CoQ10 receives strong endorsement from Hyman, who has a dedicated deep dive and recommends it across 20+ videos as a cornerstone of mitochondrial support. Huberman mentions CoQ10 as a beneficial fertility supplement. Johnson includes CoQ10 in his Blueprint oral health protocol. Attia and Patrick do not specifically discuss CoQ10 supplementation in their analyzed content, though both emphasize mitochondrial health through other interventions.

Strong
4

Vitamin B12

3.4 /5

3 of 5 experts actively recommend B12 supplementation, primarily for methylation support and brain health.
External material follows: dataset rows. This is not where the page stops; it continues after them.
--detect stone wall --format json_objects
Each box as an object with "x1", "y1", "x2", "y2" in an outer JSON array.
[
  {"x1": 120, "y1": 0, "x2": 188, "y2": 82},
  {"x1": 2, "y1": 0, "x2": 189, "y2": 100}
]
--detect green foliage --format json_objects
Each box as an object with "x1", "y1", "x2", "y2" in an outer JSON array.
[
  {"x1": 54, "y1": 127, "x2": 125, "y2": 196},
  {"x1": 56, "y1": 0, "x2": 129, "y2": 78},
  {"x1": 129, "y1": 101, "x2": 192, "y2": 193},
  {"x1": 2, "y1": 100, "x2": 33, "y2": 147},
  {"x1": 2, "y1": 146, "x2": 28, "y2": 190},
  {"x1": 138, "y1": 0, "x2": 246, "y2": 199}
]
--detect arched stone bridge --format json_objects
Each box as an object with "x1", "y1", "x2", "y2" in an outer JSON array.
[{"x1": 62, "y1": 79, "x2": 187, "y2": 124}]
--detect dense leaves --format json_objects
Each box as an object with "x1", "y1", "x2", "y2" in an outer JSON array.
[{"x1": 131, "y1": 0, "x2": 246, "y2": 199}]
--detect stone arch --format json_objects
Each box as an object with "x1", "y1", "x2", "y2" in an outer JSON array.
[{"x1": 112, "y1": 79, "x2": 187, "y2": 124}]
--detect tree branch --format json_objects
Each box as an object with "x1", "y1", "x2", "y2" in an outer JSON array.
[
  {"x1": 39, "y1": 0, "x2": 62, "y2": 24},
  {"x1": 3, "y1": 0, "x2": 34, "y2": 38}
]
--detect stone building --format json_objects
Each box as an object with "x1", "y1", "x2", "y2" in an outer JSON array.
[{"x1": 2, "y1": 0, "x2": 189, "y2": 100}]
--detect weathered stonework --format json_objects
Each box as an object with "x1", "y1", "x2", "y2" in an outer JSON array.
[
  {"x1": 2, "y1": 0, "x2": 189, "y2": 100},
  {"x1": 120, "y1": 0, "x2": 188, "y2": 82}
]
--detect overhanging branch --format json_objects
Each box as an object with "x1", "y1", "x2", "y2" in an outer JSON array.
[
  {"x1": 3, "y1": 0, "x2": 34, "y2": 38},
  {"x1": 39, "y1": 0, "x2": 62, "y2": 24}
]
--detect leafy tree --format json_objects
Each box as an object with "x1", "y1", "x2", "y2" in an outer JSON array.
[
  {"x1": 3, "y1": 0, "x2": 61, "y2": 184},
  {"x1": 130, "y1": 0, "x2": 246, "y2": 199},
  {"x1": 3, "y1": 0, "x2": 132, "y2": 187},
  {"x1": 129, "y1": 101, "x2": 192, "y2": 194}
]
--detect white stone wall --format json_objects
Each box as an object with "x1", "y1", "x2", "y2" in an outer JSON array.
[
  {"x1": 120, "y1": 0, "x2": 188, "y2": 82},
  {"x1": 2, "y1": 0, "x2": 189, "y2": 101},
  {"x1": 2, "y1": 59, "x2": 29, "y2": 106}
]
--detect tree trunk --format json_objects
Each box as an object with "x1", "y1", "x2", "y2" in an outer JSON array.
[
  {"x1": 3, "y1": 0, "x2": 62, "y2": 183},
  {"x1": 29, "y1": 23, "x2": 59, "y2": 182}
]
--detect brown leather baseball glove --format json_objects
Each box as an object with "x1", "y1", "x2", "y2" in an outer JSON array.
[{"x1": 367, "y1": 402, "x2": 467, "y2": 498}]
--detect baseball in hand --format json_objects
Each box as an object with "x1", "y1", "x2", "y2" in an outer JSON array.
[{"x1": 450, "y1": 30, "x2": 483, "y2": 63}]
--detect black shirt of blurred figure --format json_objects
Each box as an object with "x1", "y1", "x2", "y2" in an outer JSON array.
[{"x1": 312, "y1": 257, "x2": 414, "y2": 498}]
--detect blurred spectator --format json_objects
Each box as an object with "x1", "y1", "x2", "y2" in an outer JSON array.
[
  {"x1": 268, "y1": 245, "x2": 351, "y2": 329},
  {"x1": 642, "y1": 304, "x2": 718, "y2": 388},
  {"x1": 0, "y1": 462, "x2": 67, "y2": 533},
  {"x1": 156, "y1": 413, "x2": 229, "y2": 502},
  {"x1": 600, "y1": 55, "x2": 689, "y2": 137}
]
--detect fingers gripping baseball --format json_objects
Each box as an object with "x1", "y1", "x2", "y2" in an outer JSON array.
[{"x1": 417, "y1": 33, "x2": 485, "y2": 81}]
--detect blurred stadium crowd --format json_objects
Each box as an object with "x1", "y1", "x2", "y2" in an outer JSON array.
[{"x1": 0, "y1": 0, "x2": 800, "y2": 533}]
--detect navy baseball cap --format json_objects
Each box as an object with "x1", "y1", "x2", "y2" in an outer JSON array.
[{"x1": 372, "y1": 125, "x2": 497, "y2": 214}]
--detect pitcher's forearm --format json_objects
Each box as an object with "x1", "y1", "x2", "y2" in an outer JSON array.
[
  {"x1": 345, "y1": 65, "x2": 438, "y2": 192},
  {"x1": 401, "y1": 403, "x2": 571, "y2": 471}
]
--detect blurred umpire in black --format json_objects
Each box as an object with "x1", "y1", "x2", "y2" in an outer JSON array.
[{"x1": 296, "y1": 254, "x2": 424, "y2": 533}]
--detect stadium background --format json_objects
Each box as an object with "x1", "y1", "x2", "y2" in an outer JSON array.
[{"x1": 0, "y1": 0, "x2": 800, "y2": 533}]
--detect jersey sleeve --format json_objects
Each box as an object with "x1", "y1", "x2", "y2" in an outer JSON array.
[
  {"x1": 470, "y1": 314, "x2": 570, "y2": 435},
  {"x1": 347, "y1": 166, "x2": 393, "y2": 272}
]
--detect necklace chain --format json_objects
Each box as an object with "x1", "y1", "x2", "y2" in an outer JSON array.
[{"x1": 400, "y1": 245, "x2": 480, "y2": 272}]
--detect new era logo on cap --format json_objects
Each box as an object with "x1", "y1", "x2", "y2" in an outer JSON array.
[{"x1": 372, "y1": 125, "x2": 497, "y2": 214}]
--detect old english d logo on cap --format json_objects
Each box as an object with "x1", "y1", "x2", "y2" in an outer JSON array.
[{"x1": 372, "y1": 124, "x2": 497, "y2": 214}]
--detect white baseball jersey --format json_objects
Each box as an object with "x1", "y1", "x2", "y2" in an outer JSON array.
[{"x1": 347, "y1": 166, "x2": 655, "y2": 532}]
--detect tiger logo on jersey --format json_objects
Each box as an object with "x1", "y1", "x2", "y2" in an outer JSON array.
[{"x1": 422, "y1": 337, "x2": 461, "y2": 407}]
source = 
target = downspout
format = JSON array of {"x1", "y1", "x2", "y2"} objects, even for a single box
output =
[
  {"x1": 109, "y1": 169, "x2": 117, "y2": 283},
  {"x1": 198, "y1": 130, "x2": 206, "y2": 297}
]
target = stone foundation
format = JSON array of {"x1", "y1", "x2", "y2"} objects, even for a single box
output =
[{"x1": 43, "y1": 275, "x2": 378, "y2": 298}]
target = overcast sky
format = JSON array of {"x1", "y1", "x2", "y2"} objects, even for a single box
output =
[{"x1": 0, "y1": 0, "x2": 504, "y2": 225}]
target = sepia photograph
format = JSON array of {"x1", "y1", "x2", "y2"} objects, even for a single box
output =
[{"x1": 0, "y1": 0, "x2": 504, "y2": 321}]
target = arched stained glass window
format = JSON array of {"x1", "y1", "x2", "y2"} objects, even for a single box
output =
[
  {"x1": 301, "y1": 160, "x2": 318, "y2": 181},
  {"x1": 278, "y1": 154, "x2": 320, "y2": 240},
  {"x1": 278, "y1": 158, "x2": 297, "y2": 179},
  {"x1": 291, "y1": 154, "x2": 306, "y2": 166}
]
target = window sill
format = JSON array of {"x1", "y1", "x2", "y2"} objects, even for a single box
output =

Attia includes methylcobalamin in his personal protocol specifically to manage homocysteine levels. Hyman is the strongest advocate, linking B12 deficiency to depression, dementia, and neuropathy across dozens of videos. Patrick covers B12 in the context of genetics and MTHFR polymorphisms. Johnson and Huberman rarely address B12 directly — it appears only incidentally in broader discussions about mitochondrial health and mental health.

Moderate

The Mitochondrial Energy Stack

Rather than relying on stimulants, these experts support cellular energy production:

  • Creatine monohydrate — 5g daily for ATP recycling (all 5 experts agree)
  • CoQ10 (ubiquinol) — 100-200mg daily, especially if taking statins (Hyman)
  • B12 — test levels first; methylcobalamin form preferred (Hyman, Patrick, Attia)

Common Mistakes

Using caffeine as your primary energy strategy without addressing underlying nutrient deficiencies (iron, B12, vitamin D).

Taking B12 without testing first. Supplementation only helps if you are actually deficient.

Ignoring mitochondrial support (CoQ10, creatine) in favor of stimulants that mask fatigue.

Not addressing the root cause: poor sleep, blood sugar dysregulation, or chronic inflammation.